Jusque dans les moindres détails, tout semblait ultra-maîtrisé. Quelles sont certaines de vos subtilités préférées dans cette collection ?
Le casting était vraiment fun. Il y avait un mannequin en personnage « Avalanche Rescue », avec corde et crampons à glace à la main. Ma mère avait un piolet planté dans les cheveux… ma mère a défilé !
C’était votre mère ?!
Oui ! Ma mère a défilé ! Elle faisait du fit modeling pour Columbia Sportswear, la maison-mère de Sorel. Donc tout ça avait un côté très joyeux, très bouclé d’une certaine façon. Elle était aussi dans la campagne : elle jouait la CEO, une méchante. Toute cette collection parle de mon esprit d’enfance.
Parlez-moi un peu plus des textures et des matières de cette collection.
À chaque collection, on continue de jouer avec le travail de la main et les textures. Ces dernières saisons, j’ai exploré le fil, le métal. Cette fois, je voulais vraiment que le matériau clé soit le paracord. On retrouve donc ce fil rouge dans les pièces commerciales, parfois par petites touches, sur les poches, les bungees, puis le paracord brut commence à construire les pièces structurées plus loin dans la collection. On a tout fabriqué en interne, dans notre studio. C’était vraiment jubilatoire. Il faut des semaines et des semaines pour réaliser une seule pièce, donc cela demande une énorme concentration et une vraie dévotion au geste. C’était une façon très ludique d’intégrer ces ornements et manipulations de matière dans un univers de matériaux totalement différent.

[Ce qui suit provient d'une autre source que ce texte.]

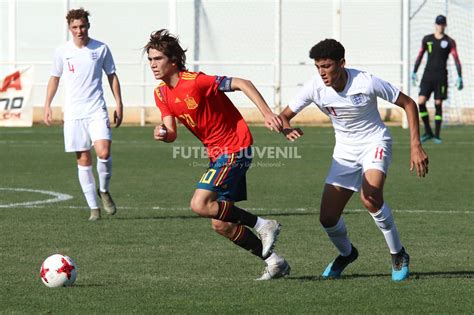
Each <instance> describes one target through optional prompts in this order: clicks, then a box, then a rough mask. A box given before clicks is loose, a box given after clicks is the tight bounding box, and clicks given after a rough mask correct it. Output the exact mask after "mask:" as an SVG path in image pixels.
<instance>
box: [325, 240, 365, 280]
mask: <svg viewBox="0 0 474 315" xmlns="http://www.w3.org/2000/svg"><path fill="white" fill-rule="evenodd" d="M351 246H352V251H351V253H350V255H349V256H341V255H339V256H337V257H336V259H335V260H334V261H333V262H332V263H330V264H329V265H328V266H327V267H326V270H324V272H323V278H339V277H340V276H341V273H342V272H343V271H344V269H345V268H346V267H347V266H348V265H349V264H350V263H351V262H353V261H354V260H356V259H357V257H359V252H358V251H357V248H355V247H354V245H352V244H351Z"/></svg>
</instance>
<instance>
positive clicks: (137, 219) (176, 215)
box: [114, 210, 316, 220]
mask: <svg viewBox="0 0 474 315" xmlns="http://www.w3.org/2000/svg"><path fill="white" fill-rule="evenodd" d="M189 213H190V214H189V215H161V216H147V217H114V220H169V219H180V220H189V219H205V218H203V217H200V216H198V215H197V214H193V213H192V212H191V210H189ZM254 214H255V215H258V216H259V217H264V218H270V217H293V216H313V215H316V214H315V213H312V212H269V213H254Z"/></svg>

Une dernière question : comment la collection « The Summit » s’inscrit-elle dans l’univers Jane Wade ?
J’ai l’impression qu’il y a toujours, en filigrane, cette idée d’une fille qui essaie soit de s’échapper d’elle-même, soit de révéler une nouvelle couche de sa personnalité, et cette saison, ça passait par ce lien outdoor à la nature. Il y a toujours une dimension athlétique, mais l’ensemble est pensé pour quelqu’un de très pluriel, en constante transition. Elle a besoin de pièces qui se démontent et se recomposent différemment, qui la servent dans toutes les dimensions de sa vie au fur et à mesure qu’elle s’exprime. Je dirais que c’est le thème parent, mais pour cette collection, l’accent est clairement mis sur l’outdoor, dans une vision résolument tournée vers l’avenir.